Wednesday, May 25, 2011

We are June 5th Cousins Reading Series.

Big thanks to TBWCYL, Inc. favorite and This Zine Will Change Your Life contributor William Walsh and the whole crew at the Cousins Reading Series for inviting TBWCYL, Inc. spokesperson Ben Tanzer to read on June 5th as part of the super fine Cousins Reading Series at Abe's Bar in Providence, RI. The line-up is stellar, there is mass excitement and we even have some Cousins interview action which we think you will enjoy and have excerpted here.
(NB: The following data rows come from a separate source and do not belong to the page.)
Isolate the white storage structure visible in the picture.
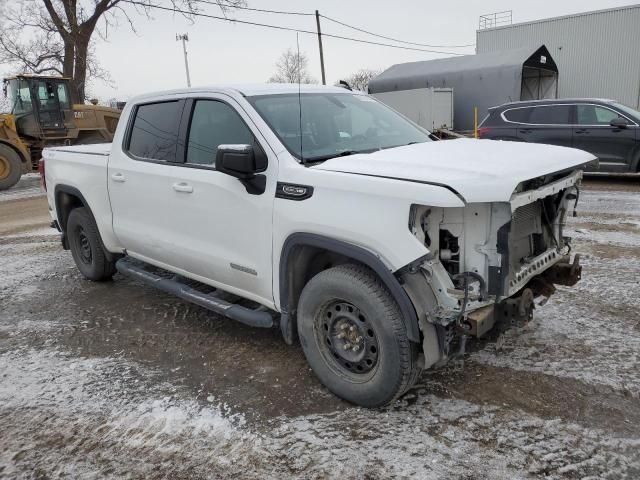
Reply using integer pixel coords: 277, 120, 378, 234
371, 87, 454, 131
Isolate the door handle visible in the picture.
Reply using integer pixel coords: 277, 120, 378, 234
172, 182, 193, 193
111, 173, 125, 183
574, 129, 588, 134
519, 129, 532, 134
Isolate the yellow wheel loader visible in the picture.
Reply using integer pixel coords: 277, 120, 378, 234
0, 75, 121, 190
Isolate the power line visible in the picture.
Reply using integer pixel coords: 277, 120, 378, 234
320, 14, 475, 49
194, 0, 314, 16
197, 0, 474, 49
122, 0, 467, 56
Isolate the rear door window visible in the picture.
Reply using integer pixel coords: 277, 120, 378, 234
528, 105, 572, 125
128, 101, 182, 162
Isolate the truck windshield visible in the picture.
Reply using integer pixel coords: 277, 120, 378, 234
248, 92, 432, 163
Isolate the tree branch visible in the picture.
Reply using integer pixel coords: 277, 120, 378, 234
41, 0, 70, 38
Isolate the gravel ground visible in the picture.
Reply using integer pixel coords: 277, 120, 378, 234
0, 177, 639, 479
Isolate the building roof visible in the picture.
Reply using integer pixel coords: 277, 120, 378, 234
368, 45, 557, 95
477, 3, 640, 33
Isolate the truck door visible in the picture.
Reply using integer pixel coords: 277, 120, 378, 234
108, 99, 186, 265
159, 96, 277, 306
573, 104, 637, 172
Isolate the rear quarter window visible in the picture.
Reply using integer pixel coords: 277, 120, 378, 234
127, 101, 182, 161
503, 107, 533, 123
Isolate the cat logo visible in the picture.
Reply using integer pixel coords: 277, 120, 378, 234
74, 111, 85, 119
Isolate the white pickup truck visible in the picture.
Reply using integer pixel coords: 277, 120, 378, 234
42, 84, 594, 407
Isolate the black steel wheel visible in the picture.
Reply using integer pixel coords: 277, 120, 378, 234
317, 300, 379, 376
298, 264, 421, 407
76, 226, 93, 265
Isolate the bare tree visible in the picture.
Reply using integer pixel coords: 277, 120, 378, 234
340, 69, 381, 92
0, 0, 245, 103
268, 48, 316, 84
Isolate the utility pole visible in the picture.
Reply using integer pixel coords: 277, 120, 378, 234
176, 33, 192, 88
315, 10, 326, 85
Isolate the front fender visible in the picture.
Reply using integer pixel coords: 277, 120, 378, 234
278, 232, 421, 345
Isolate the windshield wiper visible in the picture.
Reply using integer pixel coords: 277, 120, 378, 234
305, 150, 360, 163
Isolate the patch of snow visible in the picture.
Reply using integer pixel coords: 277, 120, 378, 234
0, 348, 266, 479
1, 348, 637, 479
0, 242, 66, 293
4, 226, 59, 238
473, 253, 640, 396
566, 228, 640, 247
577, 190, 640, 215
0, 174, 43, 202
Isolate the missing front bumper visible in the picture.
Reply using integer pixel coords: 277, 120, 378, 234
464, 255, 581, 338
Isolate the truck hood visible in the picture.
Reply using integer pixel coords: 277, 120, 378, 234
312, 139, 596, 203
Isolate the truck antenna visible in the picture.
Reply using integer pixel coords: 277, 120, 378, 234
297, 33, 304, 164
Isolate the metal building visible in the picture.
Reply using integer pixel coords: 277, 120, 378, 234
369, 45, 557, 131
477, 4, 640, 110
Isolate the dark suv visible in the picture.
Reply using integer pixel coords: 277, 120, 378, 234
478, 99, 640, 173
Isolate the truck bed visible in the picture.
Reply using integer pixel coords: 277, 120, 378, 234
45, 143, 112, 156
43, 142, 119, 254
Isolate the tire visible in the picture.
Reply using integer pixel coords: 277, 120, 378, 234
297, 264, 421, 407
67, 207, 116, 281
0, 144, 23, 191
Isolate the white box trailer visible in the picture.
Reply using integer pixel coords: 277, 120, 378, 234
371, 87, 454, 131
Can you name one person—living or dead, famous or unknown—who is unassailable? If so, who and why?

Laura Cherry
: I don't think anyone is unassailable, really, but nonetheless I'll pick Leonard Cohen for his humility and passion and kickass lyrics.

Susan Scarlata
: My Italian grandfather, my father’s father, comes to mind. He largely raised himself on the streets of Pittsburgh, where I am from, and worked many odd, liminally-legal “jobs,” which I am sure were as often about being scammed as doing the scamming himself. But in my own memory of him, when he was in his late seventies and eighties, when approached with anything he would rather not engage with he feigned bad hearing. His ability to hear lessened when he was attacked or even questioned, but this was clearly not due to infirmity or a weakened mind. Instead, he was sternly refusing to hear –looking up at the ceiling as if nothing had been said. Watching my grandfather as a ten-year old it was not that he, like a politician, would give you the answer he thought you wanted to hear, if he did not like it he just didn’t entertain that a question or comment had appeared at all. Re-reading this, I realize that on a macro level I could be describing China’s Communist party, which living in Hong Kong, I have had glimpses of so far, but seems to be also, largely unassailable.

Michael Stewart
: The only unassailable people, I imagine, are the imagined ones. Holmes' deductive magic in Doyle's clockwork London; Daisy dressed in Fitzgerald's svelte, flattering sentences, money in her voice; Colette's Claudine; etc.

Ben Tanzer: I am very tempted to say William Walsh, though not entirely because of the potential brownie points and book sales, okay, mostly because of that, and I feel fairly obligated to say Nelson Mandela, because I suppose there isn't a better candidate, anywhere, but the first name that came to mind when I read this was Luke Skywalker, who didn't cross over to the dark side despite every opportunity to do so, which is pretty cool I think, and then maybe Johnny Cash, who sort of did cross over, but arguably made it work for him, which was also pretty cool.